Up next: remember last year's 12-game stretch that was going to be make-or-break time? Yeah, I know, the whole thing was a bust because the Mets went 7-5, still fell further from contention, then dismantled the team the way a good 12-game outcome was supposed to prevent. Well, anyway, it's that time again. The Mets have a similar 10-game gauntlet to run starting Friday. Three at Florida, three at Philly, and four more against the Fish back at Shea. With the exception of the ridiculous NL Central, the NL East is currently the biggest crapshoot in baseball. Four teams within four games, none clearly dominant. If they go 8-2 I'm buying postseason tickets (this positivity thing can be carried too far), 6-4 and I'm happy, 4-6 and I'm worried, anything less and the Era of Positivity has a shorter run than The Bad News Bears Go To Japan, which, of course, I saw in the theater way back when.
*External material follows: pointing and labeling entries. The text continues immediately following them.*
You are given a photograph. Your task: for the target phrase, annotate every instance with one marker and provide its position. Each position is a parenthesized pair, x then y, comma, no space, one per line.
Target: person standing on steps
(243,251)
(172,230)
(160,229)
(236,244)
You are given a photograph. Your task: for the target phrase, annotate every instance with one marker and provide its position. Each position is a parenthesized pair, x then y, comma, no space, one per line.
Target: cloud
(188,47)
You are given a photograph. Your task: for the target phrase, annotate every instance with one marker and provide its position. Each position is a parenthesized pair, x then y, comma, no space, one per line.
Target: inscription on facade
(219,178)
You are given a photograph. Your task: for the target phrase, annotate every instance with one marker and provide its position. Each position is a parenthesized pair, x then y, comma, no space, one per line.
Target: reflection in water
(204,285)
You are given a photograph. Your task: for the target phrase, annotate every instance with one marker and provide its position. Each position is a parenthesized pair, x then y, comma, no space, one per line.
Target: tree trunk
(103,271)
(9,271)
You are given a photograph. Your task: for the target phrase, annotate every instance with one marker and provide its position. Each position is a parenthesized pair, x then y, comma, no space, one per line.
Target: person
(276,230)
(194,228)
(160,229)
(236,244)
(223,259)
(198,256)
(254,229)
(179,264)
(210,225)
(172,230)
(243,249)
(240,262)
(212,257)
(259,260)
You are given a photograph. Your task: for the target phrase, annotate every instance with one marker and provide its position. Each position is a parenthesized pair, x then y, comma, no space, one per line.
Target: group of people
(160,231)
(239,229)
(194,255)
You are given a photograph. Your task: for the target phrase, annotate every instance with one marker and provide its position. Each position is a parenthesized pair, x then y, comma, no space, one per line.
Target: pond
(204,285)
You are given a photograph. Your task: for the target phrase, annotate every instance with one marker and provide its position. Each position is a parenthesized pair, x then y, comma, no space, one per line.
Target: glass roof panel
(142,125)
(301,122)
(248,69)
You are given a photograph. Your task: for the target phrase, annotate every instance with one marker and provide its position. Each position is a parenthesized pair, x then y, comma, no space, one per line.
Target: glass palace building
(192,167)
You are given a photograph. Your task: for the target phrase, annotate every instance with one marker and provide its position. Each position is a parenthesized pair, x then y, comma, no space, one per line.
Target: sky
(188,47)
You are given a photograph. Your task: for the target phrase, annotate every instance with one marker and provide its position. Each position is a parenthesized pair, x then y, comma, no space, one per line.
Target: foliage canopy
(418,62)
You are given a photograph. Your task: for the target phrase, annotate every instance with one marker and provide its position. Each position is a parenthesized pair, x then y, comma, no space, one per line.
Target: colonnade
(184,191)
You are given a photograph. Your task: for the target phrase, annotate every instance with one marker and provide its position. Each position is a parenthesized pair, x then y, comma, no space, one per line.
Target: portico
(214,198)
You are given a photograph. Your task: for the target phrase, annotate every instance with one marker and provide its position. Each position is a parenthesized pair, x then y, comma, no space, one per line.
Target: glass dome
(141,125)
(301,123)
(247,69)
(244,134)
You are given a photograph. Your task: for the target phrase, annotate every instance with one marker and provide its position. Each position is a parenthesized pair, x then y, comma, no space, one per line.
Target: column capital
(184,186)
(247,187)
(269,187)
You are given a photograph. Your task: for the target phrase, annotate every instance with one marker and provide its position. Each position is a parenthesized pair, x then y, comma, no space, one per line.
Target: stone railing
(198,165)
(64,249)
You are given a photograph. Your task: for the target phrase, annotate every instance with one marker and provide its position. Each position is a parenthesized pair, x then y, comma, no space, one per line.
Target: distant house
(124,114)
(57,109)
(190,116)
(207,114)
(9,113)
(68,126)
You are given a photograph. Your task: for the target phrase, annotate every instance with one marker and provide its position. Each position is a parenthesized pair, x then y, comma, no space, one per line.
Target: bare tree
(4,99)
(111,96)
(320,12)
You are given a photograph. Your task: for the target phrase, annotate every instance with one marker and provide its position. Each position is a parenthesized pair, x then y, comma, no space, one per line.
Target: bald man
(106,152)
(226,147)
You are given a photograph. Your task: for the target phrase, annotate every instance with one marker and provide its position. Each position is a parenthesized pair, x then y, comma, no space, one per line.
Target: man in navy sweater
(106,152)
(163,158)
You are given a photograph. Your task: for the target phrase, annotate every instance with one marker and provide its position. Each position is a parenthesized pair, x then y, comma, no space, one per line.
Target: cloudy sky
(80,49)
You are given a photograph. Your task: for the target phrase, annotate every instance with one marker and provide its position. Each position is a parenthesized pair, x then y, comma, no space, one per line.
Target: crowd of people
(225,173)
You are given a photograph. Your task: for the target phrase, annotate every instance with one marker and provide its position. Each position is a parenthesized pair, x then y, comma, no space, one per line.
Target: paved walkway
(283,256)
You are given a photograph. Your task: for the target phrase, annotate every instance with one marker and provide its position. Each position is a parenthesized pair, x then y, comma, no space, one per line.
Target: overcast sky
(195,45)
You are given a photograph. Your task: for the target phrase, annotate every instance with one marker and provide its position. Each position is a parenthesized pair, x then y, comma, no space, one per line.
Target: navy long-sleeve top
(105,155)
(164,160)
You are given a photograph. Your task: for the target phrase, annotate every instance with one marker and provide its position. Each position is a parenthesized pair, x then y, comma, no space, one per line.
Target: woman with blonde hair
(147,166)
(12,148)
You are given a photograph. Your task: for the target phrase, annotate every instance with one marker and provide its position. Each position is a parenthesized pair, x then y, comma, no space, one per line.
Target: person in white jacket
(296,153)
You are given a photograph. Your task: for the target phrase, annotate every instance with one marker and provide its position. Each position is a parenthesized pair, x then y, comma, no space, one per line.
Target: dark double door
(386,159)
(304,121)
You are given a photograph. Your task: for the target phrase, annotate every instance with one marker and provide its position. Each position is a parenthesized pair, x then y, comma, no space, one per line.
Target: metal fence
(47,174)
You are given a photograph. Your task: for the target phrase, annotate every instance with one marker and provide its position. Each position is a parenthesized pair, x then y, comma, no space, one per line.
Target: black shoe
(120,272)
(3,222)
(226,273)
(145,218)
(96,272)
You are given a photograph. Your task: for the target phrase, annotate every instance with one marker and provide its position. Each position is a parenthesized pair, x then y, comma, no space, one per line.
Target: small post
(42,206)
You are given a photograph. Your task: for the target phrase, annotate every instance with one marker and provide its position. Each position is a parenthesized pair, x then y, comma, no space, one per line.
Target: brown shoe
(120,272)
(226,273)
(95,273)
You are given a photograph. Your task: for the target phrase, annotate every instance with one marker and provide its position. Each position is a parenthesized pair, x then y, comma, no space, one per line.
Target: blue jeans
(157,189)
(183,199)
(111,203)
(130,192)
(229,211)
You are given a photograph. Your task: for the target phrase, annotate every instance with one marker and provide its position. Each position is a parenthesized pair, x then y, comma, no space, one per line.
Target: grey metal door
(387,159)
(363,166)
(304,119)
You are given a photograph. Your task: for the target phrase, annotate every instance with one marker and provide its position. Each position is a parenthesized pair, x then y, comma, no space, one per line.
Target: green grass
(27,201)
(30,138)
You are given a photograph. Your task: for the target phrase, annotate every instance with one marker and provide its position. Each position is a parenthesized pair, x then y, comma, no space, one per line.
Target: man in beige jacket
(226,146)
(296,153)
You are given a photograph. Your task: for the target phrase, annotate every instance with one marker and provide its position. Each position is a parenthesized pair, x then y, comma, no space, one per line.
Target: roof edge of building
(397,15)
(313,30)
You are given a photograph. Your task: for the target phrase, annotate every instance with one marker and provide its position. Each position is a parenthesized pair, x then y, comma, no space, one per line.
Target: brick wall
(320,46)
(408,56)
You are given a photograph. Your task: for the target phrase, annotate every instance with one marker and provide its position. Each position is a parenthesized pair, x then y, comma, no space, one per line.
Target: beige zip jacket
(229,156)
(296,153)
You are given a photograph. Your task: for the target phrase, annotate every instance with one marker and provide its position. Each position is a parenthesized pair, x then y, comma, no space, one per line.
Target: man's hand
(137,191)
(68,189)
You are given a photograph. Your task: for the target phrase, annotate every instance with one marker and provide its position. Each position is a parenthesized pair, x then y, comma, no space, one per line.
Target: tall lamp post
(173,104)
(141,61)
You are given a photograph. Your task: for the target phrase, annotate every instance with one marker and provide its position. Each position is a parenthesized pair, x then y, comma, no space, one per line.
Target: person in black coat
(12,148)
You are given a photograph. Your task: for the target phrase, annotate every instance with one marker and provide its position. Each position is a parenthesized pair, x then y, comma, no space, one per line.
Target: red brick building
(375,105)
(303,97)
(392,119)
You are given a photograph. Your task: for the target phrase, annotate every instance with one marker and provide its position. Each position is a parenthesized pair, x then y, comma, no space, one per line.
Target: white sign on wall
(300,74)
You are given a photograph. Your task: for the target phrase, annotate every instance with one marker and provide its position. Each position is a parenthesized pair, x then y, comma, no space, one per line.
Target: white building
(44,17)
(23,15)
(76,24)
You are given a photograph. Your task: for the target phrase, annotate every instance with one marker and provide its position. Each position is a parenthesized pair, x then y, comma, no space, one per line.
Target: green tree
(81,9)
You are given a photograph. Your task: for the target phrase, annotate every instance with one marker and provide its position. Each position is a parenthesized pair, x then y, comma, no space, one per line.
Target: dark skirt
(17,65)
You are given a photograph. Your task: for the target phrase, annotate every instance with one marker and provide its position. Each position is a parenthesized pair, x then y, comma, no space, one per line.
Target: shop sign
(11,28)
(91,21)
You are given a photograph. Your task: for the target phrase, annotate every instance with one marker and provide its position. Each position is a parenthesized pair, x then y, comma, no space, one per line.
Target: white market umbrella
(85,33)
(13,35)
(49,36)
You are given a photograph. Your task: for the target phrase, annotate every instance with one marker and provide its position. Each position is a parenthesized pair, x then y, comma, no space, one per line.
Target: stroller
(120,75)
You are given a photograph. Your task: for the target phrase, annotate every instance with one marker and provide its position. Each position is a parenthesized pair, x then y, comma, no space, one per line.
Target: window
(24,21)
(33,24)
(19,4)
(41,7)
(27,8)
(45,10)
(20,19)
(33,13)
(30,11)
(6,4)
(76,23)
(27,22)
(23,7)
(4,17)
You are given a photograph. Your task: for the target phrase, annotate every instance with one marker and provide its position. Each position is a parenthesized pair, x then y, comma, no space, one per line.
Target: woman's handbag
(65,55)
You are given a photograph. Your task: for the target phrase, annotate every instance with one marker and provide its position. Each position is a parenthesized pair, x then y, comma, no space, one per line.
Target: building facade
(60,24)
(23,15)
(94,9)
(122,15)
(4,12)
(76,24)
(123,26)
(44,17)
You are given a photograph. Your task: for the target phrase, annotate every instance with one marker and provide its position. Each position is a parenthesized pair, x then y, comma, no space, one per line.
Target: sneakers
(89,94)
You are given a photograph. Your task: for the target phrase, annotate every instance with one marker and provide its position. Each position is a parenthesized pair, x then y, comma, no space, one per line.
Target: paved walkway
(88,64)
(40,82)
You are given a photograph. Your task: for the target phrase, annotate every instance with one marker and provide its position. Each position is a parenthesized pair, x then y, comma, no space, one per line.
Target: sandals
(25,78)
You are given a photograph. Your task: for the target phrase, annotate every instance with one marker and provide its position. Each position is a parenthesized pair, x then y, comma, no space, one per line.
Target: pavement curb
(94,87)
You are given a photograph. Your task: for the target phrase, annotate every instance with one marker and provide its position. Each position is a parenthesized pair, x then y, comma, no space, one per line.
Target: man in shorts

And finally, on that note (and on a Rob Russell-style tangent), I just read that they are remaking the original Bad News Bears to star Billy Bob Thornton. This is a mistake. The original 1976 film was perfectly cast, perfectly written, and perfectly acted. The mix of sports, comedy, and sentiment was ideal, the kids weren't too-cute, and the ending was letter-perfect. There is nowhere to go but way, way down, and there simply is no point to a remake. But one thing knock-offs do is bring the original back into the spotlight, so treat yourself to the classic. Because no matter whom they cast as Kelly Leak, there will be no way he can pull off "I got a Harley Davidson. Does that turn you on? Harley Davidson?" quite the same way as the one, the only Jackie Earle Haley.